Biermann pioneered the ‘earth system’ governance paradigm in global change research in 2005 and was the founder and first chair (2008-2018) of the Earth System Governance Project, a leading global transdisciplinary research network of sustainability scholars. 

Biermann is the editor-in-chief of the peer-reviewed journal, Earth System Governance (Elsevier); co-editor of the Earth System Governance series with MIT Press; co-editor of Cambridge Elements in Earth System Governance; and edits a further book series with Cambridge University Press. He is frequently invited to participate in advisory and evaluation committees and has spoken in the United Nations General Assembly, the European Parliament and the European Economic and Social Committee.

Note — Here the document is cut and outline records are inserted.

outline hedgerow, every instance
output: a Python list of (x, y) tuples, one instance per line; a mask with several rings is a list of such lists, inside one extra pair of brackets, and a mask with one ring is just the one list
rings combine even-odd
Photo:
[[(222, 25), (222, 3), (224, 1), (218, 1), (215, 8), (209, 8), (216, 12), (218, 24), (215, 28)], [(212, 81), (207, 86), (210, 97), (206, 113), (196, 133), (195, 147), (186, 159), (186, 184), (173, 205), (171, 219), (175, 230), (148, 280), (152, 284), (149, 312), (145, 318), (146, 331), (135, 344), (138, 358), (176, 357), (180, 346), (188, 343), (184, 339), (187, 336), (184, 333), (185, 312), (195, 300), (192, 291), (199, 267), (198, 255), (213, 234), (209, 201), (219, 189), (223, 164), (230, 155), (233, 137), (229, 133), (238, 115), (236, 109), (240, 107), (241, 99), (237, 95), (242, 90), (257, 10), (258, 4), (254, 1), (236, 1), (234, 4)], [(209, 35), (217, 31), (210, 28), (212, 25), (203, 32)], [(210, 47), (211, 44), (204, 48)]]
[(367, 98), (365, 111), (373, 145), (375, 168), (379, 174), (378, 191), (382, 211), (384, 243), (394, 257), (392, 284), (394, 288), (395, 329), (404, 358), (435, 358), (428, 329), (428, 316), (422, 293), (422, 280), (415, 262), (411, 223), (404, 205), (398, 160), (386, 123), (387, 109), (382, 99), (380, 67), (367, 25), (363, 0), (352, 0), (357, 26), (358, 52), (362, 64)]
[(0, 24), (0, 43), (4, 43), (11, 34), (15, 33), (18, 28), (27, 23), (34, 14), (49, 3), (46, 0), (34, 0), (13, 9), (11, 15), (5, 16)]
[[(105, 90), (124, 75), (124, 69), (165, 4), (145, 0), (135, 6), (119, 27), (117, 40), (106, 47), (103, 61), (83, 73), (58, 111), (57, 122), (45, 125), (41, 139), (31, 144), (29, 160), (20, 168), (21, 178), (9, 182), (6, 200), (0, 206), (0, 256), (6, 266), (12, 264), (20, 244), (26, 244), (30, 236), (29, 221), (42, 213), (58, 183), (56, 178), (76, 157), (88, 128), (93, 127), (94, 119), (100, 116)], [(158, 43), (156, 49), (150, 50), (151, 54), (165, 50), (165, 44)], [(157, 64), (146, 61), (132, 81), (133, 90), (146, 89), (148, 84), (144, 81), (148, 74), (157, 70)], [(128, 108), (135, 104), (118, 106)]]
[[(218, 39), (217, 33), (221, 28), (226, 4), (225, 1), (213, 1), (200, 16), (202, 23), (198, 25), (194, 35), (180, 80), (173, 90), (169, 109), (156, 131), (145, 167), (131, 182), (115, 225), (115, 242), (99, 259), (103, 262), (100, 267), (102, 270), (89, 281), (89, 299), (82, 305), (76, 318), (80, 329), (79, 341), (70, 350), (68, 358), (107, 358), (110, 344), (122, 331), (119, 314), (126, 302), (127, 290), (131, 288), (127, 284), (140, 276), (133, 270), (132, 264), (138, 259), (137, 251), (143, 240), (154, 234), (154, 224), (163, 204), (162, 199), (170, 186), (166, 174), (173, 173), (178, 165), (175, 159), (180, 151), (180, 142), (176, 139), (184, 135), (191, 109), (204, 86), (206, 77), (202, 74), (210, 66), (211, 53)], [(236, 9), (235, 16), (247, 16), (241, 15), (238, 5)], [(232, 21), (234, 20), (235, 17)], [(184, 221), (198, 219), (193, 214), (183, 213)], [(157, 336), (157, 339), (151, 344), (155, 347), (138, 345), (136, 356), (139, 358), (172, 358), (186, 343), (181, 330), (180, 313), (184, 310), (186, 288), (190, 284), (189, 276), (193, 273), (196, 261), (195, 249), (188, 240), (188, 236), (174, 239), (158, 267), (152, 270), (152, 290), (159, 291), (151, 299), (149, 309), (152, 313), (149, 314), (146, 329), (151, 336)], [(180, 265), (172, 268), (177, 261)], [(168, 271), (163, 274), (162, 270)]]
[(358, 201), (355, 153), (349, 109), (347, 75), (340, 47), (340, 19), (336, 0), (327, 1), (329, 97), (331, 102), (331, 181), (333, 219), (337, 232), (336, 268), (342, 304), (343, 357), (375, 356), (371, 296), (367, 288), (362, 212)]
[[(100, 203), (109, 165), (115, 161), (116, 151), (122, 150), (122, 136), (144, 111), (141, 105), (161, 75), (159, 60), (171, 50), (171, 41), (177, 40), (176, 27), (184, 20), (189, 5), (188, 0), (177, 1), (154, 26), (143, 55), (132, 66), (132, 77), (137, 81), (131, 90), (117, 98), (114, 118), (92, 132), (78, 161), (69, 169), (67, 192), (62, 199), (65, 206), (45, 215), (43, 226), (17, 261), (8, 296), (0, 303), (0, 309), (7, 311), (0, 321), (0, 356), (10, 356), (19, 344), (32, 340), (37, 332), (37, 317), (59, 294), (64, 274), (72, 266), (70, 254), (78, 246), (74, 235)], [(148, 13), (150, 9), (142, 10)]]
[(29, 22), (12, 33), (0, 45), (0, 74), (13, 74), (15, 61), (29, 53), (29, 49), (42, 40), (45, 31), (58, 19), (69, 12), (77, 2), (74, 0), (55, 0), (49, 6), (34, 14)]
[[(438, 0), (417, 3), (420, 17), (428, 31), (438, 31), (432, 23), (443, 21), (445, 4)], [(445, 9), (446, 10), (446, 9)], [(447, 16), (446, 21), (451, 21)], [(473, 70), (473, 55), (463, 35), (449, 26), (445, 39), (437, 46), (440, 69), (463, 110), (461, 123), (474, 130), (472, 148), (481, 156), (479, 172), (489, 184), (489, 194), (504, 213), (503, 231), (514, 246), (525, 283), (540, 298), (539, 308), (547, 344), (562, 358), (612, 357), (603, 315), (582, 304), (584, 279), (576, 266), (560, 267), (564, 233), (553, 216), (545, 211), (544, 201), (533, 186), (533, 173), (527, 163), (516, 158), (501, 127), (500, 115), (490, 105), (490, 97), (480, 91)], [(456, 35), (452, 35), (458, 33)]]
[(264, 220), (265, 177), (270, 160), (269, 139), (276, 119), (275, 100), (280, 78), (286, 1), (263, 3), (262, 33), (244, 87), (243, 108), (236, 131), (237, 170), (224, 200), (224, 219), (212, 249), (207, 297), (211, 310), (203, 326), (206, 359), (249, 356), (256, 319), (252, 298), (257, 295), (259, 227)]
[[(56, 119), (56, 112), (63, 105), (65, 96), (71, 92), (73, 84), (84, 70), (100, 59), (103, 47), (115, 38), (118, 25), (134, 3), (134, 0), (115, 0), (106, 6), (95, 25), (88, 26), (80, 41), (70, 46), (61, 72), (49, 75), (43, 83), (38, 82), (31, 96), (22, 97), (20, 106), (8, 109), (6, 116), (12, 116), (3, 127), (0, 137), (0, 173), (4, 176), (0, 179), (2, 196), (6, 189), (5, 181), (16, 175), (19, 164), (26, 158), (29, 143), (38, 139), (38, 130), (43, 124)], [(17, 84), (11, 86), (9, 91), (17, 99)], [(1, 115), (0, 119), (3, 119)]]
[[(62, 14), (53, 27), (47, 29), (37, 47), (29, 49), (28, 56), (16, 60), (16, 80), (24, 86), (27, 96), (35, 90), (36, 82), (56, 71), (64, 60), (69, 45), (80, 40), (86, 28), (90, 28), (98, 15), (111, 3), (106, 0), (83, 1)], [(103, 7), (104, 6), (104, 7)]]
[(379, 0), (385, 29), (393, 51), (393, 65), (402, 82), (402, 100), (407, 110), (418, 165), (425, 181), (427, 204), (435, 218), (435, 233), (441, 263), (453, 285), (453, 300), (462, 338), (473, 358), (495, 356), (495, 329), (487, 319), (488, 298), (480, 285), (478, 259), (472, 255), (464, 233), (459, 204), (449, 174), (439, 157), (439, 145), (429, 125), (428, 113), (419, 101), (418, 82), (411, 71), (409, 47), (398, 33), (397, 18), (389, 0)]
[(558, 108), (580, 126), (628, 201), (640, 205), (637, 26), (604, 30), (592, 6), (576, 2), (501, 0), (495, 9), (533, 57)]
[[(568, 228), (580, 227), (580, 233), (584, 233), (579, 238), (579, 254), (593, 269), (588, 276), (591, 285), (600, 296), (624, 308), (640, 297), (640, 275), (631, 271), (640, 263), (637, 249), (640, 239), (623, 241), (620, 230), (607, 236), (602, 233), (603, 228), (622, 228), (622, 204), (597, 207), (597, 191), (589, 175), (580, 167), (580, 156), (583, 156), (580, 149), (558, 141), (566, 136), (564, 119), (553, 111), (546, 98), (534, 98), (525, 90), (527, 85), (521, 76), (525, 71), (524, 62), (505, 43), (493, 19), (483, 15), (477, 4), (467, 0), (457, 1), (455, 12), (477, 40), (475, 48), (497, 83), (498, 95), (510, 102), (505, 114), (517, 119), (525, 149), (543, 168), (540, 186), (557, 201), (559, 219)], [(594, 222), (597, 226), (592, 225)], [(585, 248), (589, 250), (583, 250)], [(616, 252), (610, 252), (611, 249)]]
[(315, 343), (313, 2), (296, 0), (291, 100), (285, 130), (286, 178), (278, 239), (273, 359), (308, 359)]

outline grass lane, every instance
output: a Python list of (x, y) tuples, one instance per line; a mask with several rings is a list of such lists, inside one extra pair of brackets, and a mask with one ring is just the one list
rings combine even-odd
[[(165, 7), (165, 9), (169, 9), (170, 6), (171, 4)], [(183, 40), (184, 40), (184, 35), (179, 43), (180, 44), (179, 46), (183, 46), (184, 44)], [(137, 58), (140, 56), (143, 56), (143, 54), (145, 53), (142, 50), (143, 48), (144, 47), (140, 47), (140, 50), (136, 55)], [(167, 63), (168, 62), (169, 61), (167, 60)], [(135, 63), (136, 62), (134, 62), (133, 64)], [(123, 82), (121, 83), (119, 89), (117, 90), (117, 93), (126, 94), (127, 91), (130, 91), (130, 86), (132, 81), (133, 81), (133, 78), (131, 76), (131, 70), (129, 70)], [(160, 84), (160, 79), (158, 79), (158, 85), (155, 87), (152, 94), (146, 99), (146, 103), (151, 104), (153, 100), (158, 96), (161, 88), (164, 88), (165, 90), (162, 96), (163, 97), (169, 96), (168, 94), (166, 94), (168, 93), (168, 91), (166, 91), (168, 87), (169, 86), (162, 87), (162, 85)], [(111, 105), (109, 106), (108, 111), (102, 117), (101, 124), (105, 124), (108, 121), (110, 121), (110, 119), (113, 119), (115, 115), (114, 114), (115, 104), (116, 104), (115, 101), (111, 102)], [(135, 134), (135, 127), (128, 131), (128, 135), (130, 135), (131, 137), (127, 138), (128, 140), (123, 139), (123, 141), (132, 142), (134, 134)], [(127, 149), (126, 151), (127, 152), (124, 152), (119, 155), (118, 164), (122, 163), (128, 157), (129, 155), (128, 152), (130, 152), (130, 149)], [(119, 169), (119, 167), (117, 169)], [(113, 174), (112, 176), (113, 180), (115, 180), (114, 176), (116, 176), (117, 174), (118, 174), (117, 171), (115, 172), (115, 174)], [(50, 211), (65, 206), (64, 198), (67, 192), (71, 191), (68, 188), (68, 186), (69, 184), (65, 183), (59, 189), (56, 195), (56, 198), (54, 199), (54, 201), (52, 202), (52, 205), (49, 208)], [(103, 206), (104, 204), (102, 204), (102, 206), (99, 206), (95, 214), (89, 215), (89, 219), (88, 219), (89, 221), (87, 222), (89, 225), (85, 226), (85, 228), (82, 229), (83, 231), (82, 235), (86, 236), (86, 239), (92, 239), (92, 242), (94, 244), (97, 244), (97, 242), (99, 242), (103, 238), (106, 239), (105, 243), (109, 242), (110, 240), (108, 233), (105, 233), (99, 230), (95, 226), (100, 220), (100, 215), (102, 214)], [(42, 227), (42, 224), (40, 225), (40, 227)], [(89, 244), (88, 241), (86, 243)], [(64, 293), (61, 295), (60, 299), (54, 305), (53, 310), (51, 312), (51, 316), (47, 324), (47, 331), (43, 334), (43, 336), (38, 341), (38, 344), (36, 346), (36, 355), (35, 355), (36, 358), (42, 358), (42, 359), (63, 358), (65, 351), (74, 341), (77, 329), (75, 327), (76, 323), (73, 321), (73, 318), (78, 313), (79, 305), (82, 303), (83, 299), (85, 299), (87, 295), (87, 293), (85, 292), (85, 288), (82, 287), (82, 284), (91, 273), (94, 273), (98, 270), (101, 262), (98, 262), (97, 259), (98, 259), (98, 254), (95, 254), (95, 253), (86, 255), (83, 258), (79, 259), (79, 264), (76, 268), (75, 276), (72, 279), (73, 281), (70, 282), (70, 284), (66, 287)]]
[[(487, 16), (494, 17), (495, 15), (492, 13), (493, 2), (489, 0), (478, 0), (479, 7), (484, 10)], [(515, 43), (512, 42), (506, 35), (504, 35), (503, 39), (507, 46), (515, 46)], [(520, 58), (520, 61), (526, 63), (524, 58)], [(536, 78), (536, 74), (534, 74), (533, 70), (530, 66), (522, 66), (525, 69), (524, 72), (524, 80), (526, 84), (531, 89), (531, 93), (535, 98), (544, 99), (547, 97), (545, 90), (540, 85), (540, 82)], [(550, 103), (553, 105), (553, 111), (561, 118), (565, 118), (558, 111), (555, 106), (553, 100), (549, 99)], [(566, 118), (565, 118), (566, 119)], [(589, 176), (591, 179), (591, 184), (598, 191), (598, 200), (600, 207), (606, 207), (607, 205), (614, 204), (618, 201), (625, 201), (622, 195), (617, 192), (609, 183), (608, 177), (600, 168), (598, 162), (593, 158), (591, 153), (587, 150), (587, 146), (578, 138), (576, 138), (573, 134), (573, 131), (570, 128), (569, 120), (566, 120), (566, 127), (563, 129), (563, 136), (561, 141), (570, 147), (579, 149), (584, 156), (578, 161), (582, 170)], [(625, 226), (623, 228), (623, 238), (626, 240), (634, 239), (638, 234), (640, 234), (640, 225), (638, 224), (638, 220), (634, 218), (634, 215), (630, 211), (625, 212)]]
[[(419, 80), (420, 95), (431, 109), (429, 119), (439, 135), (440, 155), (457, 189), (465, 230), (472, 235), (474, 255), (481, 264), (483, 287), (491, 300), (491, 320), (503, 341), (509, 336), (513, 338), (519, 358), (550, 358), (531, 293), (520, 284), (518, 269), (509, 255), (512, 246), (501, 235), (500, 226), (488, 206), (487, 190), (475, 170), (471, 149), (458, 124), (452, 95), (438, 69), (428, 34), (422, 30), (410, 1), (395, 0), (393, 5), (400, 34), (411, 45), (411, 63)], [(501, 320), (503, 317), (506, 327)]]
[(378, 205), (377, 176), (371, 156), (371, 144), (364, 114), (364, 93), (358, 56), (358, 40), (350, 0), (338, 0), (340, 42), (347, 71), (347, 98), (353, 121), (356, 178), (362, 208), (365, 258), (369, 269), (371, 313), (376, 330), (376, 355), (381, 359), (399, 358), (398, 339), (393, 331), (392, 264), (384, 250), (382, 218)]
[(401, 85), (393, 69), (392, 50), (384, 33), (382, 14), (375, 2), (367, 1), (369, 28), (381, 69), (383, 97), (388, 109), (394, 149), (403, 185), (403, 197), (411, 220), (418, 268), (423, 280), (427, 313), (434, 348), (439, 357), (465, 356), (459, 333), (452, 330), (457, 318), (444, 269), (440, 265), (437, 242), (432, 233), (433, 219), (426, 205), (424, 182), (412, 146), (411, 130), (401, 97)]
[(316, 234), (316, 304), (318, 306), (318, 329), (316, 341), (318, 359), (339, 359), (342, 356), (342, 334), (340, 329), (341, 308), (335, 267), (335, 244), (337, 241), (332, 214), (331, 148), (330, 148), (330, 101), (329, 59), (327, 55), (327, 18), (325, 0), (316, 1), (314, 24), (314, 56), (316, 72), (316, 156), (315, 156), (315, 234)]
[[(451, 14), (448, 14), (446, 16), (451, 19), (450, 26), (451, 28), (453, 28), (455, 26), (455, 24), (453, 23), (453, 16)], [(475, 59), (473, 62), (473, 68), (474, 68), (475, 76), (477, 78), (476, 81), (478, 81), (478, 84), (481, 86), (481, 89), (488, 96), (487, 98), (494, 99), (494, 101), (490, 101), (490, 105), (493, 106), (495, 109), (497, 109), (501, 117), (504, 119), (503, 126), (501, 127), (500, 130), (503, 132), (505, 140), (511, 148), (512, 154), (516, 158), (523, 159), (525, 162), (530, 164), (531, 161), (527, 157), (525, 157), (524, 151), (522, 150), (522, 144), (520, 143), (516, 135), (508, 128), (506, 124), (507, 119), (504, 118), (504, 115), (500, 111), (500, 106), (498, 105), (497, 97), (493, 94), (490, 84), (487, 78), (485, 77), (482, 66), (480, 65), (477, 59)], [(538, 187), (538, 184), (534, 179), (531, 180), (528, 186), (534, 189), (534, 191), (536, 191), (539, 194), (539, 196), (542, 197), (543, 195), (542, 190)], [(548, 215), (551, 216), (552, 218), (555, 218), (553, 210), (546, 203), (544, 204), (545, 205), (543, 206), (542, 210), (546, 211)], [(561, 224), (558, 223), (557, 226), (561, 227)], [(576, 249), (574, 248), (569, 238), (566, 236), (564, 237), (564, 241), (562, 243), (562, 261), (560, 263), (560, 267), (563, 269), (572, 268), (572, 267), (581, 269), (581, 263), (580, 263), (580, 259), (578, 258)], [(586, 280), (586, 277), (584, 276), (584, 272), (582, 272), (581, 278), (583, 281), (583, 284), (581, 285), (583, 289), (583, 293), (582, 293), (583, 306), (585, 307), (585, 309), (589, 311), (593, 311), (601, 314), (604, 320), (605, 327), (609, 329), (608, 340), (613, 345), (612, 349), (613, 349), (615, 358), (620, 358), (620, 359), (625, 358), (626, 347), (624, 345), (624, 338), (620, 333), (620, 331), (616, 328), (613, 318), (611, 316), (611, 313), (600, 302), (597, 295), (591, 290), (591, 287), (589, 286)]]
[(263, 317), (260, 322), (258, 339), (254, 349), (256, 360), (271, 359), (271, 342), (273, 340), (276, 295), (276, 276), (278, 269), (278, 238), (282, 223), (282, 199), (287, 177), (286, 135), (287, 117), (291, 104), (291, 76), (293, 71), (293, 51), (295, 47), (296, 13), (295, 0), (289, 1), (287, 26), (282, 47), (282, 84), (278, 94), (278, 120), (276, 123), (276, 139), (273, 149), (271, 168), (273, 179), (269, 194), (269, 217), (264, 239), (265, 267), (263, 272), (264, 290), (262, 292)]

​From 2003 to 2015, Biermann was professor and head of the Department of Environmental Policy Analysis at the Institute for Environmental Studies, VU University Amsterdam. From 2007-2014, he was director of the Netherlands Research School for Socio-Economic and Natural Sciences of the Environment, a national alliance of 11 institutes with 600 PhD students that was evaluated in 2014 as a ‘network of excellence’. In 2001-2011, Biermann led the Global Governance Project, a research programme of 12 European institutes. 

Biermann holds a Habilitation in Political Science (2001), a PhD in Political Science summa cum laude from Freie Universität Berlin (1997), and master’s degrees in Political Science (Freie Universität Berlin, 1993) and International Law (University of Aberdeen, 1994), both with distinction.